Such information may beneficially cause a legacy device to delay transmission and
thereby avoid spectral conflict with an HT device. However, the legacy device may
fail to completely interpret a packet received from the HT device. Such failure may
detrimentally cause the legacy device to perform a longer back-off than that of HT
devices, resulting in a fundamental unfairness in legacy device access to available
bandwidth.
US 2002/0184389A1 relates to interference suppression methods for 802.11 wherein a second source station
on a wireless local area network, that does not practice the enhanced 802.11 e standard,
is prevented from starting transmission on a medium whilst a first source station
is transmitting on that medium.
Brief Description of the Drawings
[0004] FIG. 1 comprises a timing diagram according to various embodiments of the invention.
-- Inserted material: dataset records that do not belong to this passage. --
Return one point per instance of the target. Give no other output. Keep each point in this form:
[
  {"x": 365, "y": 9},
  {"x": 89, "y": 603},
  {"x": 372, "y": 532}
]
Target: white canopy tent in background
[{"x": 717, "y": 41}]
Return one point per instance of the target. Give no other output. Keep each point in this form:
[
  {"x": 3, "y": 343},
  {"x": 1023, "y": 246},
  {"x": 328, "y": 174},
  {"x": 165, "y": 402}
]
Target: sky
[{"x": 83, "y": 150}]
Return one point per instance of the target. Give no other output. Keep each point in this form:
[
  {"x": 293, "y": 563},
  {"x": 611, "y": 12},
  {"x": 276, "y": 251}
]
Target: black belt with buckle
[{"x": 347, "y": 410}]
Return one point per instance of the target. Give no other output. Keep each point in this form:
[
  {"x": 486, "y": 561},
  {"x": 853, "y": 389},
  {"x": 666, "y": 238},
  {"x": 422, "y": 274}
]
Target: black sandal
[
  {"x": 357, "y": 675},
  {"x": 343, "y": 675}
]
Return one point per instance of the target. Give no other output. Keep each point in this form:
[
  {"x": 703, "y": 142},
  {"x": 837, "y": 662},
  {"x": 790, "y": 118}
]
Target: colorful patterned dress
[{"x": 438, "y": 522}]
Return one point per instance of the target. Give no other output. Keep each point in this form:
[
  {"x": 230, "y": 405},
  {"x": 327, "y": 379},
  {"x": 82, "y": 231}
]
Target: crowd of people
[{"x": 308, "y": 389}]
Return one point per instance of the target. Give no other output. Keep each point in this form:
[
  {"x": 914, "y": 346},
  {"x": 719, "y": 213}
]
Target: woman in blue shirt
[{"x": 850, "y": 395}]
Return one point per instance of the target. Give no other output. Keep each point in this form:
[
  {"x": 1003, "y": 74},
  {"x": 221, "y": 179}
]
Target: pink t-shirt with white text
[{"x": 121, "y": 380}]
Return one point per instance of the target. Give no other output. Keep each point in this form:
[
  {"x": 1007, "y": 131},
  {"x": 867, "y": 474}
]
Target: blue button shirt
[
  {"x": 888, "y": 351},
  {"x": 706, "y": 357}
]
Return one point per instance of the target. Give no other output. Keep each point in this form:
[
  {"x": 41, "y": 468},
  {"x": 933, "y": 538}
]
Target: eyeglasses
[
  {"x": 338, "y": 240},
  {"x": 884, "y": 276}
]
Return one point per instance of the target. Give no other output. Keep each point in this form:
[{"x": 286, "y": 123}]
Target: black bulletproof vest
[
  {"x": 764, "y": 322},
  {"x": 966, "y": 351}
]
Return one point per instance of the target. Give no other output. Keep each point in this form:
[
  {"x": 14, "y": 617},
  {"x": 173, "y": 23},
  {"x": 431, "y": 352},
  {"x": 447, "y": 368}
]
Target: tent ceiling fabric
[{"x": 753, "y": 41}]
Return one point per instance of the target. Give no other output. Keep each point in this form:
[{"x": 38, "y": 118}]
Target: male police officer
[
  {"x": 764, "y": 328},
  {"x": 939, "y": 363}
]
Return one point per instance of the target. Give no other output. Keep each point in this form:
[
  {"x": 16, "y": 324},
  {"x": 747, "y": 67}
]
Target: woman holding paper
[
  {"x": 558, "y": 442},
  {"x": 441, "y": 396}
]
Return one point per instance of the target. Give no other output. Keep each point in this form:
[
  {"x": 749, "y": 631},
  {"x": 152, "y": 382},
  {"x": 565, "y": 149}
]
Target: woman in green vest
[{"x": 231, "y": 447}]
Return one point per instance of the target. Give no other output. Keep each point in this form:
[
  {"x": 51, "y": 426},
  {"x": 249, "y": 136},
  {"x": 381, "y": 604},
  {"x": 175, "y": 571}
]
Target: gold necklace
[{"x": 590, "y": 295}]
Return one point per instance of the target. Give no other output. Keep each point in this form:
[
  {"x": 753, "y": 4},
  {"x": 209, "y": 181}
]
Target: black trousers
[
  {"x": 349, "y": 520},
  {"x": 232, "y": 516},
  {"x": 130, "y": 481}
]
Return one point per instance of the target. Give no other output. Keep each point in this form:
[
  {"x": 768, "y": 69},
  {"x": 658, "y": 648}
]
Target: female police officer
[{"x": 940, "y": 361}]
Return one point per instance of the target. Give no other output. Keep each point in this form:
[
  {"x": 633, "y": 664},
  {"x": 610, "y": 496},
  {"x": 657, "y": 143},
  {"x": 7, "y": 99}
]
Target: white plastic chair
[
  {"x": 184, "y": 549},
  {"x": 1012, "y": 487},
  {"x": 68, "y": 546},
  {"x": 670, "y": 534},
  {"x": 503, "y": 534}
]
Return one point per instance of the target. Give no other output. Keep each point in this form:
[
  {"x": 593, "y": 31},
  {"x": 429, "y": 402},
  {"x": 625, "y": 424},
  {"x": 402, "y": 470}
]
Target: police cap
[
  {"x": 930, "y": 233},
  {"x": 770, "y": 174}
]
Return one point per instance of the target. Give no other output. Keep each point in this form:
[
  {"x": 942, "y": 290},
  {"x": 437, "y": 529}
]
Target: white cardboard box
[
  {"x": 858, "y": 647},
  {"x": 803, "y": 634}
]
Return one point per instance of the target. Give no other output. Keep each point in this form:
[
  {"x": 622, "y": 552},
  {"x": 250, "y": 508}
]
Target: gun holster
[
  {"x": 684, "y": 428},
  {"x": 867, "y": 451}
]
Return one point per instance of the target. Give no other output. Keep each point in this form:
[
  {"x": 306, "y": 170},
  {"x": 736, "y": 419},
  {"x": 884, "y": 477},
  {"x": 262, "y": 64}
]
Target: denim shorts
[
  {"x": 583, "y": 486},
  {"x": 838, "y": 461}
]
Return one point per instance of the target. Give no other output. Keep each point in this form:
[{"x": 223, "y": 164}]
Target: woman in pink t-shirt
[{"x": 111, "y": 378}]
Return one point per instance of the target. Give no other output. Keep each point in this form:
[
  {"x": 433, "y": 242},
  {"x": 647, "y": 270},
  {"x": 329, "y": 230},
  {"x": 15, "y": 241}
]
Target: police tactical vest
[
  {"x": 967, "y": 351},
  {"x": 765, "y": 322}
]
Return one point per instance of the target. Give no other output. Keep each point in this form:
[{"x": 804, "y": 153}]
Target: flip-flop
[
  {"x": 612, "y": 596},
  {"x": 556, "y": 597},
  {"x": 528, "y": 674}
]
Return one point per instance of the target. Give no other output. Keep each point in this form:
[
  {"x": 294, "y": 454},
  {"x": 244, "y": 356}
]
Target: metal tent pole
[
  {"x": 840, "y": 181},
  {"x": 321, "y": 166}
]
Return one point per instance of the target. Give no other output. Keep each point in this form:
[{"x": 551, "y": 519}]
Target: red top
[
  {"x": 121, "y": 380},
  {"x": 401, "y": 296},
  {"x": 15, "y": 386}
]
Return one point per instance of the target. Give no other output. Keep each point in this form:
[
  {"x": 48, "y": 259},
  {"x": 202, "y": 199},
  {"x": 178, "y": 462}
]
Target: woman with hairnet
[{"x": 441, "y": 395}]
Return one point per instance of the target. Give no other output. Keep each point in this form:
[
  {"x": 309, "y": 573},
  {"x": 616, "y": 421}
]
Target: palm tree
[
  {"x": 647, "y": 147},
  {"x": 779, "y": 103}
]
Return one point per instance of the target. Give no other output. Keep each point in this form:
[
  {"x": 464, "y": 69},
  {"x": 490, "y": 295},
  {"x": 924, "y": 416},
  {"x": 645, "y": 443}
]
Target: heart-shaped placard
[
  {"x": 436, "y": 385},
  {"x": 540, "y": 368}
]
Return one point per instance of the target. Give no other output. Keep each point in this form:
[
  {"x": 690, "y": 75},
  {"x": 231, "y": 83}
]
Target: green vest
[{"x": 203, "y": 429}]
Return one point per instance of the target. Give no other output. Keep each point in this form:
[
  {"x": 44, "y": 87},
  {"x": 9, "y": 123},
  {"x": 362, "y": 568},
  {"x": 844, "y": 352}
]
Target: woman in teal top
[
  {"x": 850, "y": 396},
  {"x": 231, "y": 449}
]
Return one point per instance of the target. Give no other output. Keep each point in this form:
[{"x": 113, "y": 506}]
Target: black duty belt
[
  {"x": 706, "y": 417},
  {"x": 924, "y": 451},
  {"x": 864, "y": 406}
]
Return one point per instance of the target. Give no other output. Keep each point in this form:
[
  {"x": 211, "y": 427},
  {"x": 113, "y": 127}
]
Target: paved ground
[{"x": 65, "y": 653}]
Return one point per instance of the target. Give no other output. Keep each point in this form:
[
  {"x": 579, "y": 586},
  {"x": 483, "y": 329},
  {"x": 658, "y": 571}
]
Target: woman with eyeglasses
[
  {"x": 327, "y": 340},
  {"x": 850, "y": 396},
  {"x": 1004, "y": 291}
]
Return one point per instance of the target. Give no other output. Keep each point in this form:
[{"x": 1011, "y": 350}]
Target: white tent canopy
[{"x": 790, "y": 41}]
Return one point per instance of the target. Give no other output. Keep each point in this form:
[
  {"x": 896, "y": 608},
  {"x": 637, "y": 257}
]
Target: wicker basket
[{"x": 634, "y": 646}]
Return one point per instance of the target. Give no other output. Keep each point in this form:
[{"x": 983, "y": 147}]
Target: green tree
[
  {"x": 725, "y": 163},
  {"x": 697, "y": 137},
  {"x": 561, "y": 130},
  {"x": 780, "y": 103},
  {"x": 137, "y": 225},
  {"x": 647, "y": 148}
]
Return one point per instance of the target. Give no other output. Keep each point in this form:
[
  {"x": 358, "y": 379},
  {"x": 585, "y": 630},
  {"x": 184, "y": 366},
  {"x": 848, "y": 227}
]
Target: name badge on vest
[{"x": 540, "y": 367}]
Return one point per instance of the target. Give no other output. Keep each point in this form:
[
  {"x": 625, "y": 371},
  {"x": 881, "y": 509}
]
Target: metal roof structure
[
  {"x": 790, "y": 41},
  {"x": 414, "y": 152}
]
[0005] FIG. 2 is a block diagram of an apparatus and a system according to various embodiments
of the invention.
[0006] FIG. 3 is a flow diagram illustrating several methods according to various embodiments
of the invention.
[0007] FIG. 4 is a block diagram of an article according to various embodiments of the invention.
Detailed Description
[0008] Various embodiments disclosed herein address a fundamental unfairness that may occur
in mixed-generation wireless networks during physical layer convergence procedure
header spoofing operations. "Physical layer convergence procedure header spoofing
operations" may include setting a duration value in a header portion of an HT wireless
packet to a value the same as or different from an actual duration of the HT packet,
to protect one or more HT packets from radio frequency interference by the legacy
device. "Mixed-generation wireless networks" may include legacy Institute of Electrical
and Electronics Engineers (IEEE) 802.11 systems and (for example) IEEE 802.11TGn systems,
known to those skilled in the art, and sometimes referred to as "high-throughput"
networks.
[0009] Physical layer convergence procedure header spoofing may begin when a legacy device
receives an HT packet with a physical layer convergence procedure header intelligible
to the legacy device. The legacy device may read a rate and a length from the header,
calculate a packet duration, and perform a cyclical redundancy code integrity check
on the received packet upon expiration of the calculated packet duration. Although
the integrity check may fail, the spoofing operation may provide a mode whereby legacy
devices delay transmitting upon receipt of the HT packets and thus avoid interfering
with such packets. For more information regarding IEEE 802.11 standards, please refer
to "IEEE Standards for Information Technology -- Telecommunications and Information
Exchange between Systems -- Local and Metropolitan Area Network -- Specific Requirements
-- Part 11: Wireless LAN Medium Access Control (MAC) and Physical Layer (PHY), ISO/IEC
8802-11: 1999" and related amendments.
[0010] FIG. 1 comprises timing diagrams according to various embodiments of the invention.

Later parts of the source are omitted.